Summary
In McCray, the First District addressed a similar fact pattern where the defendant broke the victim's phone during the commission of a battery.
Summary of this case from McCloud v. StateOpinion
No. 1D14–5950.
08-24-2015
Nancy A. Daniels, Public Defender, and Barbara J. Busharis, Assistant Public Defender, Tallahassee, for Appellant. Pamela Jo Bondi, Attorney General, and Trisha Meggs Pate, Bureau Chief, Criminal Appeals, Tallahassee, for Appellee.
Nancy A. Daniels, Public Defender, and Barbara J. Busharis, Assistant Public Defender, Tallahassee, for Appellant.
Pamela Jo Bondi, Attorney General, and Trisha Meggs Pate, Bureau Chief, Criminal Appeals, Tallahassee, for Appellee.
Opinion
PER CURIAM.
Cecil McCray was convicted of battery and tampering with a victim or witness. On appeal, he argues that the trial court erred when it denied his motion for judgment of acquittal because the State failed to present any evidence required for a conviction for tampering with a victim or witness. We agree and reverse.
At trial, Summer Addison testified that she and McCray engaged in a physical altercation, which resulted in her suffering physical injuries. During the altercation, Addison attempted to use her cell phones, but McCray broke them in half. She testified that she never told McCray that she was going to call law enforcement or 911. At the close of the State's case, defense counsel moved for a judgment of acquittal, arguing that the State failed to show that Addison was attempting to contact law enforcement during her physical altercation with McCray. The trial court denied the motion, and McCray was found guilty of tampering with a victim or witness.
The appropriate standard of review on a motion for judgment of acquittal is the de novo standard. Jones v. State, 4 So.3d 687, 688 (Fla. 1st DCA 2009). If the State has presented competent evidence to establish every element of the crime, then judgment of acquittal is improper. State v. Odom, 862 So.2d 56, 59 (Fla. 2d DCA 2003).
Under Florida law, tampering with a witness, victim, or informant occurs when:
(1) A person who knowingly uses intimidation or physical force, or threatens another person, or attempts to do so, or engages in misleading conduct toward another person, or offers pecuniary benefit or gain to another person, with intent to cause or induce any person to:
...
(e) Hinder, delay, or prevent the communication to a law enforcement officer or judge of information relating to the commission or possible commission of an offense or a violation of a condition of probation, parole, or release pending a judicial proceeding....

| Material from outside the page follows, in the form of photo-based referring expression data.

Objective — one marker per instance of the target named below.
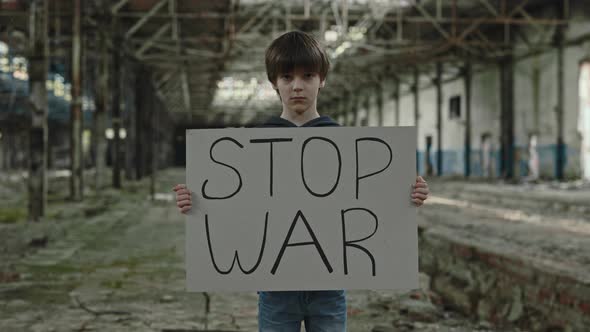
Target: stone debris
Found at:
(116, 263)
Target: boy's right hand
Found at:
(183, 198)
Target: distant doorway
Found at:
(428, 151)
(584, 118)
(486, 155)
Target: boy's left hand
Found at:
(420, 193)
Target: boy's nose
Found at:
(297, 85)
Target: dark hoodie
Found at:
(322, 121)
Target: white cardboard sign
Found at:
(301, 209)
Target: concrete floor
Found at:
(115, 262)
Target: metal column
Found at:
(39, 53)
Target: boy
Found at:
(297, 67)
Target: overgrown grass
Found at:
(11, 215)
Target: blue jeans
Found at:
(322, 311)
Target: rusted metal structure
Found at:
(188, 46)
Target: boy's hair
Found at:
(295, 49)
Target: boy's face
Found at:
(299, 90)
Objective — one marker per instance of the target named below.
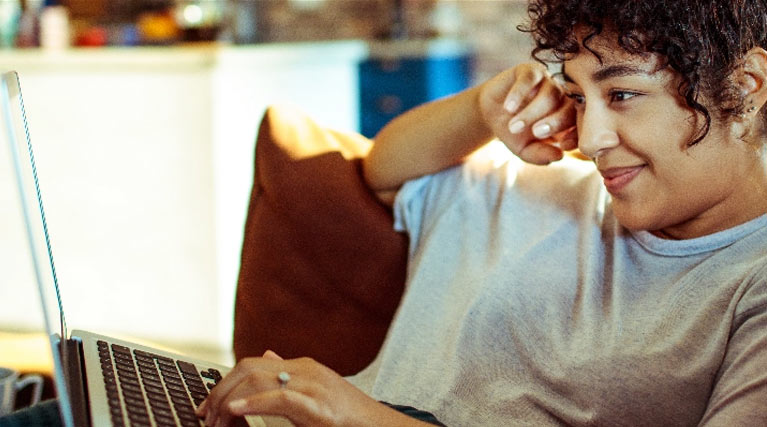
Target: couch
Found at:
(322, 270)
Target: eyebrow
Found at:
(610, 72)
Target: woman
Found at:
(630, 290)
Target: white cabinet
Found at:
(145, 158)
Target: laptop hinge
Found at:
(78, 393)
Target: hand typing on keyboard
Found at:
(302, 390)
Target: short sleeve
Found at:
(739, 396)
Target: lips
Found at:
(616, 179)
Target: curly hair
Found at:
(702, 40)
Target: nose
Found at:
(596, 131)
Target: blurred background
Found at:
(144, 113)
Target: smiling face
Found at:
(632, 122)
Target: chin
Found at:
(635, 220)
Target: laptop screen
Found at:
(18, 149)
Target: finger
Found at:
(250, 370)
(562, 119)
(299, 408)
(525, 86)
(544, 115)
(268, 354)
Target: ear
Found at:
(753, 82)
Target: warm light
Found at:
(193, 14)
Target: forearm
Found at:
(425, 140)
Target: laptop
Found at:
(99, 380)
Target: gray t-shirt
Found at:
(528, 304)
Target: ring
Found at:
(283, 377)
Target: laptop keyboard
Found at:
(156, 390)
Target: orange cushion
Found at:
(322, 270)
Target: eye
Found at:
(622, 95)
(579, 99)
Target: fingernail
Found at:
(511, 105)
(516, 126)
(541, 130)
(237, 405)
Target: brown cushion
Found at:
(322, 270)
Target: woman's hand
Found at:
(309, 395)
(527, 110)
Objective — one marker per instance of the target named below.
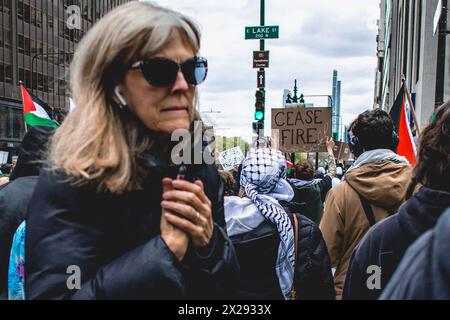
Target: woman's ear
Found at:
(118, 95)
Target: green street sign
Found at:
(262, 32)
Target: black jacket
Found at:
(15, 195)
(385, 244)
(257, 254)
(14, 198)
(116, 244)
(424, 272)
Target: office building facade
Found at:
(413, 41)
(37, 41)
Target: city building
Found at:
(413, 41)
(37, 41)
(336, 106)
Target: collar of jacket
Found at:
(421, 212)
(377, 156)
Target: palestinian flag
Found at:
(401, 115)
(34, 111)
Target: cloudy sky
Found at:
(316, 37)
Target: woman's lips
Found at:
(175, 109)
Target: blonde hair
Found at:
(97, 143)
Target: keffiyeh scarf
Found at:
(263, 178)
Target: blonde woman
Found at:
(109, 220)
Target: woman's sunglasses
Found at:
(162, 72)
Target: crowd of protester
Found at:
(102, 197)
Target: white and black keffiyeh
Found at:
(264, 179)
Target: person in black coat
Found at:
(260, 225)
(115, 216)
(15, 196)
(424, 271)
(385, 244)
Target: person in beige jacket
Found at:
(379, 177)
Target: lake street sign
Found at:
(261, 79)
(262, 32)
(260, 59)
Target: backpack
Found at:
(16, 271)
(257, 252)
(309, 198)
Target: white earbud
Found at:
(122, 100)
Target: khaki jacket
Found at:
(344, 222)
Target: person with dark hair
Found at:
(310, 193)
(385, 244)
(373, 188)
(423, 273)
(16, 195)
(228, 182)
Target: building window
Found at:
(6, 6)
(3, 122)
(17, 124)
(5, 73)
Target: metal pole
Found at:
(317, 161)
(32, 71)
(441, 71)
(262, 48)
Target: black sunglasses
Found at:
(162, 72)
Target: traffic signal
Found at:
(258, 126)
(259, 105)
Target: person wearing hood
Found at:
(424, 271)
(373, 188)
(16, 195)
(385, 244)
(337, 180)
(282, 254)
(310, 193)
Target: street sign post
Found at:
(261, 79)
(260, 59)
(262, 32)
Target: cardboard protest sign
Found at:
(301, 129)
(345, 152)
(231, 158)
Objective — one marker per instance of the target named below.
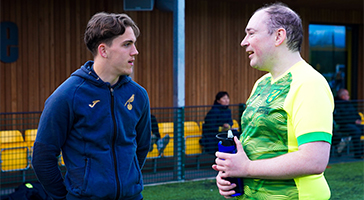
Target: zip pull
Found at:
(112, 91)
(230, 134)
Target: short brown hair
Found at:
(105, 27)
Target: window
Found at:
(329, 54)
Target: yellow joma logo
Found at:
(93, 103)
(128, 103)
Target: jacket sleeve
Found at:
(45, 165)
(52, 131)
(143, 130)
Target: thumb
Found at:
(239, 146)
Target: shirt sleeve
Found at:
(312, 111)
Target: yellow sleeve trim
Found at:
(314, 137)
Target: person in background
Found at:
(348, 121)
(284, 145)
(99, 118)
(217, 120)
(156, 137)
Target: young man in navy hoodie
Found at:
(99, 118)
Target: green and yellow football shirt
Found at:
(282, 114)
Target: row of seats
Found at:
(192, 136)
(15, 151)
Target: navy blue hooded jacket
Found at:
(104, 133)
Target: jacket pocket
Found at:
(77, 178)
(133, 183)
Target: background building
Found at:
(42, 44)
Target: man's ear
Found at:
(280, 36)
(102, 50)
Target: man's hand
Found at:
(232, 165)
(226, 188)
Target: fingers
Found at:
(239, 147)
(225, 187)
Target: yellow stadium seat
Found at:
(235, 125)
(13, 151)
(154, 153)
(193, 135)
(167, 128)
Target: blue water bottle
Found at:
(227, 145)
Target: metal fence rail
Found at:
(183, 158)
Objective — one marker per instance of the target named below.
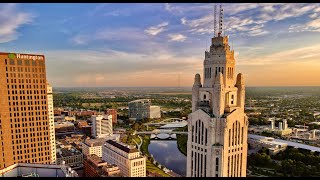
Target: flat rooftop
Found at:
(37, 170)
(95, 142)
(125, 148)
(68, 152)
(292, 144)
(140, 100)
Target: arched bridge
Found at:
(169, 123)
(161, 131)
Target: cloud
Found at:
(312, 26)
(154, 30)
(11, 20)
(247, 19)
(118, 68)
(314, 15)
(298, 55)
(177, 37)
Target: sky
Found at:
(123, 45)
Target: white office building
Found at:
(51, 124)
(127, 158)
(101, 126)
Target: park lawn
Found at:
(149, 165)
(137, 139)
(152, 168)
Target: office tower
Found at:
(139, 109)
(127, 158)
(101, 126)
(218, 126)
(155, 112)
(51, 122)
(24, 118)
(112, 112)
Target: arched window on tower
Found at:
(232, 99)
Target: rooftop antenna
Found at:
(220, 21)
(215, 21)
(206, 45)
(232, 45)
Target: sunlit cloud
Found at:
(154, 30)
(177, 37)
(11, 19)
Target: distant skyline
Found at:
(123, 45)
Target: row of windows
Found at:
(138, 163)
(198, 164)
(235, 138)
(29, 103)
(207, 72)
(20, 69)
(26, 62)
(13, 98)
(235, 165)
(29, 114)
(30, 97)
(26, 125)
(27, 91)
(200, 134)
(230, 73)
(27, 80)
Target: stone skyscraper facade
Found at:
(218, 126)
(25, 135)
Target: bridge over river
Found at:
(170, 123)
(157, 133)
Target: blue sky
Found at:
(151, 44)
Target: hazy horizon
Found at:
(107, 45)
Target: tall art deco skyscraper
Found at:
(218, 126)
(24, 111)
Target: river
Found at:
(167, 153)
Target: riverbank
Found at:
(182, 143)
(149, 165)
(182, 140)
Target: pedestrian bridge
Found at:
(161, 131)
(169, 123)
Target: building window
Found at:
(206, 141)
(232, 99)
(217, 164)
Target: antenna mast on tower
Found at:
(220, 21)
(215, 21)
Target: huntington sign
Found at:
(24, 56)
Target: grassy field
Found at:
(137, 139)
(150, 166)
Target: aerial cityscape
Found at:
(159, 90)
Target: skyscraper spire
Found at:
(215, 21)
(220, 21)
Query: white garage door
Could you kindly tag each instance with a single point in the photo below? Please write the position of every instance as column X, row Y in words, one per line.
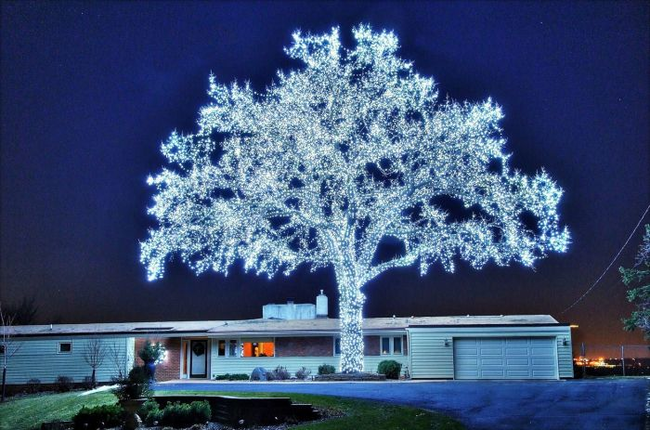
column 505, row 358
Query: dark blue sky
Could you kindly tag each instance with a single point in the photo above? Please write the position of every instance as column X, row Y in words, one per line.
column 88, row 91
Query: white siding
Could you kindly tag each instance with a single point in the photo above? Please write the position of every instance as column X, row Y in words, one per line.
column 431, row 358
column 223, row 365
column 40, row 359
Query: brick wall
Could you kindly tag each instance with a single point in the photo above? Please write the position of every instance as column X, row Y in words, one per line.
column 320, row 346
column 171, row 367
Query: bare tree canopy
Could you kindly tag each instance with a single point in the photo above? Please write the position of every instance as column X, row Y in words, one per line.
column 334, row 158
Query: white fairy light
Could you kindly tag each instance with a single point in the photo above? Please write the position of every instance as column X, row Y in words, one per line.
column 333, row 158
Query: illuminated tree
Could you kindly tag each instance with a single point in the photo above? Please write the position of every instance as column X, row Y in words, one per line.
column 332, row 160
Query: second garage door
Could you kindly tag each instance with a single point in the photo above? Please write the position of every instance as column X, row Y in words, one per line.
column 505, row 358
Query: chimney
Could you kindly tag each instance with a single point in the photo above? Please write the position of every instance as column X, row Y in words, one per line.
column 321, row 305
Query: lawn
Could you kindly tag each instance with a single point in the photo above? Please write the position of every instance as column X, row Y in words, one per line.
column 26, row 413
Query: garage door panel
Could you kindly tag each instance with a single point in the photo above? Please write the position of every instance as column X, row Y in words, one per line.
column 492, row 361
column 491, row 351
column 519, row 373
column 492, row 373
column 517, row 362
column 497, row 358
column 517, row 351
column 550, row 351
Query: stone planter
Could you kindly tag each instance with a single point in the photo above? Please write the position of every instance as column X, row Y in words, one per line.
column 151, row 369
column 131, row 407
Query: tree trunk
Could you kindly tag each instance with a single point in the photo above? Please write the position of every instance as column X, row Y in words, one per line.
column 351, row 319
column 4, row 382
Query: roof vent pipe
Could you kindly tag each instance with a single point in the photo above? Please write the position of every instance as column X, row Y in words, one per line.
column 321, row 305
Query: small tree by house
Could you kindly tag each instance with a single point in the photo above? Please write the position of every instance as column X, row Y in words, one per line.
column 118, row 361
column 94, row 355
column 24, row 313
column 8, row 348
column 639, row 275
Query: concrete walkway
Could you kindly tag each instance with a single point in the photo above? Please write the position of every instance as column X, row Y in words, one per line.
column 607, row 404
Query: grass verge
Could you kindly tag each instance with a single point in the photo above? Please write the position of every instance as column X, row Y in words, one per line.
column 28, row 412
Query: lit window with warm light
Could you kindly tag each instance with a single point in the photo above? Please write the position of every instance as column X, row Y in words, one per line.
column 258, row 348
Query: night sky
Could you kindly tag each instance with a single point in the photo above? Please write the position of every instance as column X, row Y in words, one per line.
column 88, row 92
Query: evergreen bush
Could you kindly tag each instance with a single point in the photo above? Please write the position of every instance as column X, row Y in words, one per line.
column 390, row 368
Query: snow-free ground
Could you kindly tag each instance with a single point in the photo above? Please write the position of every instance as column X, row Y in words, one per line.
column 543, row 405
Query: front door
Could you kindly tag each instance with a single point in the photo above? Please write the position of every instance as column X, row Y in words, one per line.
column 198, row 359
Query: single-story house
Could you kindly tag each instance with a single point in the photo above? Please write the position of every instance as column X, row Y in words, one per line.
column 296, row 335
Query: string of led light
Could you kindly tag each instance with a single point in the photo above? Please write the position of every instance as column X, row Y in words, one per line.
column 610, row 264
column 329, row 161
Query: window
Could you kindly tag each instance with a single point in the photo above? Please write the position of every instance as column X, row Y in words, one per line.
column 397, row 345
column 232, row 348
column 65, row 347
column 258, row 348
column 337, row 346
column 385, row 346
column 391, row 345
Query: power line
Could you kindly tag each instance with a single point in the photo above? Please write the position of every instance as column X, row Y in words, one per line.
column 610, row 264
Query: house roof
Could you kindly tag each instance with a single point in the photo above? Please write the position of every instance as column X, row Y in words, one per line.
column 267, row 327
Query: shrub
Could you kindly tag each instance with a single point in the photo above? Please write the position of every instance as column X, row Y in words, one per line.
column 33, row 386
column 326, row 369
column 280, row 373
column 87, row 383
column 135, row 386
column 152, row 352
column 390, row 368
column 303, row 373
column 98, row 417
column 63, row 383
column 232, row 377
column 150, row 413
column 180, row 415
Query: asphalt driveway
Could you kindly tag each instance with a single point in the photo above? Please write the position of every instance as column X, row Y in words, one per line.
column 607, row 404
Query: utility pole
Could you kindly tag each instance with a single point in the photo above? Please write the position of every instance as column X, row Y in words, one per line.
column 623, row 358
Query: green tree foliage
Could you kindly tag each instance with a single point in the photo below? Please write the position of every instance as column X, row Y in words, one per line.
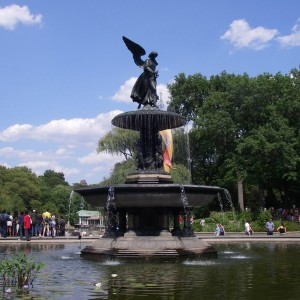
column 119, row 141
column 21, row 189
column 244, row 128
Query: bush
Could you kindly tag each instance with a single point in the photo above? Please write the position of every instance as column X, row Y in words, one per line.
column 19, row 271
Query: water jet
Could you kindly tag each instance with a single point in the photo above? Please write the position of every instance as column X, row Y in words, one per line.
column 140, row 210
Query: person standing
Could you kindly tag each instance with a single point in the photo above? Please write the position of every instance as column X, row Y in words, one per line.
column 33, row 225
column 62, row 226
column 4, row 219
column 221, row 229
column 27, row 225
column 248, row 228
column 270, row 227
column 21, row 225
column 281, row 229
column 39, row 224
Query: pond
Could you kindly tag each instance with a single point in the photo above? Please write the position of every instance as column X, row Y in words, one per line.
column 241, row 271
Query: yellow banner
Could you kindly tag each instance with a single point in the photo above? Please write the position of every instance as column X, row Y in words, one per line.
column 167, row 148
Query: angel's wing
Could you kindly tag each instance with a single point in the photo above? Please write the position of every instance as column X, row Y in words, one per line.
column 136, row 50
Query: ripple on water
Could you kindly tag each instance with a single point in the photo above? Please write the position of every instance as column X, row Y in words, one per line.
column 200, row 262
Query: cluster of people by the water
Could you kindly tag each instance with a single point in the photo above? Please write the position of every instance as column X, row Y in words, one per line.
column 26, row 225
column 270, row 228
column 220, row 230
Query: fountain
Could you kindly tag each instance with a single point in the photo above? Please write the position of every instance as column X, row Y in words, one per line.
column 139, row 211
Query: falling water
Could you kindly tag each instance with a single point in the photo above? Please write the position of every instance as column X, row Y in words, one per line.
column 187, row 231
column 186, row 129
column 111, row 222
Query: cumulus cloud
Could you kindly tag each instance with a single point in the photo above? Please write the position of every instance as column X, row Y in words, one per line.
column 73, row 131
column 12, row 15
column 293, row 39
column 67, row 146
column 241, row 35
column 123, row 95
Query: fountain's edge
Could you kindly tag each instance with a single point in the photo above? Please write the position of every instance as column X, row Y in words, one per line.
column 134, row 120
column 153, row 195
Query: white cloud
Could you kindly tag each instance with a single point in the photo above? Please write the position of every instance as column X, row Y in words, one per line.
column 72, row 131
column 12, row 15
column 241, row 35
column 102, row 157
column 292, row 40
column 123, row 95
column 67, row 146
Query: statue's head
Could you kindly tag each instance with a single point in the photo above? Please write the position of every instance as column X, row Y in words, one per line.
column 153, row 54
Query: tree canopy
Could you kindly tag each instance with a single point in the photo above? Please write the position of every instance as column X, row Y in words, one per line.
column 243, row 129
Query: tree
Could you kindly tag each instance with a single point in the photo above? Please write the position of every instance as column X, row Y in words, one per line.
column 119, row 141
column 243, row 128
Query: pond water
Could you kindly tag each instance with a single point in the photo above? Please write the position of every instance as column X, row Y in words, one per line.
column 241, row 271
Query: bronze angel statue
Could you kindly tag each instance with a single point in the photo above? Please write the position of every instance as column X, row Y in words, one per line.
column 144, row 90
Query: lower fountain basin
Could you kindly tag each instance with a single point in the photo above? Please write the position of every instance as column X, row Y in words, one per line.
column 161, row 246
column 150, row 195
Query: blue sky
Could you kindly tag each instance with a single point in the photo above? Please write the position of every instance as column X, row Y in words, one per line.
column 65, row 71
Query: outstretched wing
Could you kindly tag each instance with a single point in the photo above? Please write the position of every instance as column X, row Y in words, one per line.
column 136, row 50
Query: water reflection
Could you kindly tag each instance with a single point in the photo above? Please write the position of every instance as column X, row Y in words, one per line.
column 242, row 271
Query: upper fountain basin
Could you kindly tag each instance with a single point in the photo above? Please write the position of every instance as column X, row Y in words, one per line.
column 161, row 120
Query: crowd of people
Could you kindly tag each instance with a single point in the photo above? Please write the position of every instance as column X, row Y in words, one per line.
column 25, row 225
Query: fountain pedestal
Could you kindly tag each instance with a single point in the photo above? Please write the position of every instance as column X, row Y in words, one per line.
column 139, row 212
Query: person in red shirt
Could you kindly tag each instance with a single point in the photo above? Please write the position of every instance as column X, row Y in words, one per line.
column 27, row 225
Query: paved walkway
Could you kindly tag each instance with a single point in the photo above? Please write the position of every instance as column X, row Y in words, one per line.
column 207, row 236
column 256, row 237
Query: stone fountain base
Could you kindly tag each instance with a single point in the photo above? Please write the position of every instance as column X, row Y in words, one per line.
column 146, row 246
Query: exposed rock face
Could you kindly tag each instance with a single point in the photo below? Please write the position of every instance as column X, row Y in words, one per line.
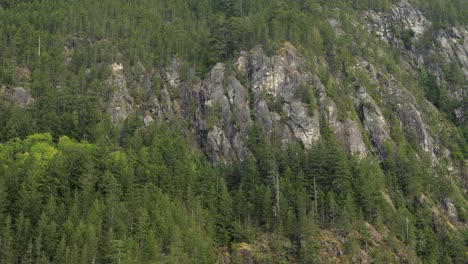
column 403, row 16
column 265, row 90
column 449, row 43
column 18, row 94
column 121, row 103
column 372, row 119
column 347, row 132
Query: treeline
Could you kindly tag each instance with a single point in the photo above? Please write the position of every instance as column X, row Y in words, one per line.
column 63, row 201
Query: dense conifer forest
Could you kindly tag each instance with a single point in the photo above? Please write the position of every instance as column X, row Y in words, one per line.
column 77, row 188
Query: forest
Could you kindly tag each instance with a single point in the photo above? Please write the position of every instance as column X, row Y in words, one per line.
column 76, row 188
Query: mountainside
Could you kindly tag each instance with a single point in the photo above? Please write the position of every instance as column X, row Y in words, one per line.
column 234, row 132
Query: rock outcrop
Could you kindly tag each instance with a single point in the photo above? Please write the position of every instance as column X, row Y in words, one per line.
column 121, row 103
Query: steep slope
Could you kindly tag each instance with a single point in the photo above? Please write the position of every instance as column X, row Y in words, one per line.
column 343, row 144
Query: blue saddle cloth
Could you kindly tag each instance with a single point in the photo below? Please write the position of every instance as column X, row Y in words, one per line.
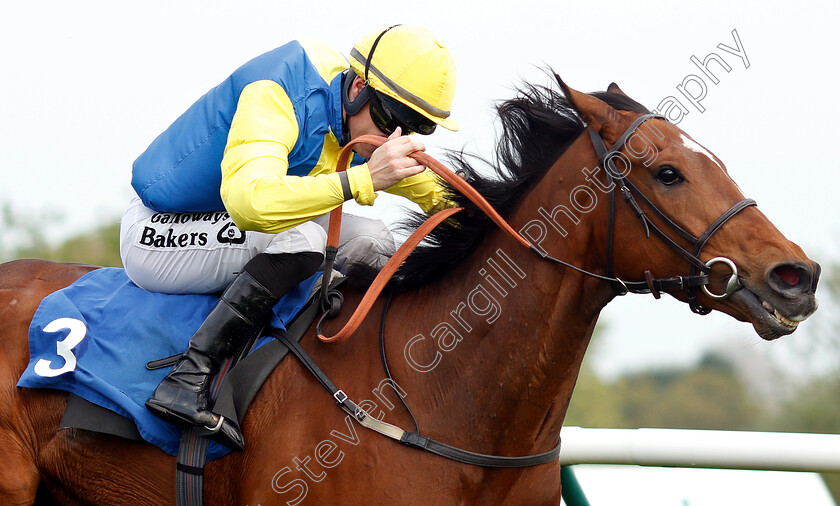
column 95, row 337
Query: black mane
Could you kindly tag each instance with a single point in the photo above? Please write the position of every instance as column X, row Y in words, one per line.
column 538, row 125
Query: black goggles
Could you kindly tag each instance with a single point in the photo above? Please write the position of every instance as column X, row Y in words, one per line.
column 388, row 114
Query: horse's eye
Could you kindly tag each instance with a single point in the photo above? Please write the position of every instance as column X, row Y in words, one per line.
column 668, row 176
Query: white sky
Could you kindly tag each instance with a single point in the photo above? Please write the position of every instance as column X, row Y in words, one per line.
column 88, row 84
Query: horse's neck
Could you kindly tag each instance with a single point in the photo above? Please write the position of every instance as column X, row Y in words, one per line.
column 502, row 339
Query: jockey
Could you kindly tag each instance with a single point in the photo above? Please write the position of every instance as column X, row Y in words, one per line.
column 234, row 195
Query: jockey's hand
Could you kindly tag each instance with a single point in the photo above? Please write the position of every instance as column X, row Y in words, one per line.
column 390, row 163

§ 914.22(1)(e), Fla. Stat. (2014). Thus, it is necessary to present evidence that the victim was attempting to contact law enforcement during the time of the incident to support a conviction under this statute. Thompson v. State, 153 So.3d 996, 997 (Fla. 1st DCA 2015).
A review of the record reveals that the State presented no evidence to establish that Addison was attempting to contact law enforcement during the altercation with McCray. In fact, Addison testified that she was “trying to call somebody,” not that she was trying to call law enforcement. She also testified that she never gave McCray any indication that she was attempting to call law enforcement or 911 during the altercation. Because there was no evidence that Addison was attempting to contact law enforcement, the trial court erred in denying McCray's motion for judgment of acquittal. See Longwell v. State, 123 So.3d 1187, 1198 (Fla. 1st DCA 2013). We, therefore, REVERSE the conviction for tampering with a victim or witness.
BENTON, ROWE, and MARSTILLER, JJ., concur.